R – Calculating P-value from an Arbitrary Distribution

Question

I hope this isn't a silly question. Let's say I have some arbitrary continuous distribution. I also have a statistic, and I'd like to use this arbitrary distribution to get a p-value for this statistic.

I realize that in R it's easy to do this as long as your distribution fits one of the built-in ones, like if it's normal. But is there an easy way to do this with any given distribution, without making that kind of assumption?

Answer 1

If you have a cumulative distribution function $F$, then calculating the $p$-value for given statistic $T$ is simply $1-F(T)$. This is straightforward in R. If you have probability density function on the other hand, then $F(x)=\int_{-\infty}^xp(t)dt$. You can find this integral analytically or numerically. In R this will look like this:

dF <- function(x)dnorm(x)
pF <- function(q)integrate(dF,-Inf,q)$value 

> pF(1)
[1] 0.8413448
> pnorm(1)
[1] 0.8413447

You can tune integrate for better accuracy. This of course may fail for specific cases, when the integral does not behave well, but it should work for majority of the density functions.
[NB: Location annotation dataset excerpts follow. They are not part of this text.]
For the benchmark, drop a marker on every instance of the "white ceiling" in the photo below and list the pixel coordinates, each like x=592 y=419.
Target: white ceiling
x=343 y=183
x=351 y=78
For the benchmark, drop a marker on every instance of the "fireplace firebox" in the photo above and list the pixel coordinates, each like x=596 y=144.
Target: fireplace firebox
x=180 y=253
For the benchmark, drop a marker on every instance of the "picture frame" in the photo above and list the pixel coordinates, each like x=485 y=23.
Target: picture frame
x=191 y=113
You can of course pass parameters into pF, if you have several parameter values to try-out and do not want to redefine dF each time.

dF <- function(x,mean=0,sd=1)dnorm(x,mean=mean,sd=sd)
pF <- function(q,mean=0,sd=1)integrate(dF,-Inf,q,mean=mean,sd=sd)$value 

> pF(1,1,1)
[1] 0.5
> pnorm(1,1,1)
[1] 0.5

Of course you can also use Monte-Carlo methods as detailed by @suncoolsu, this would be just another numerical method for integration.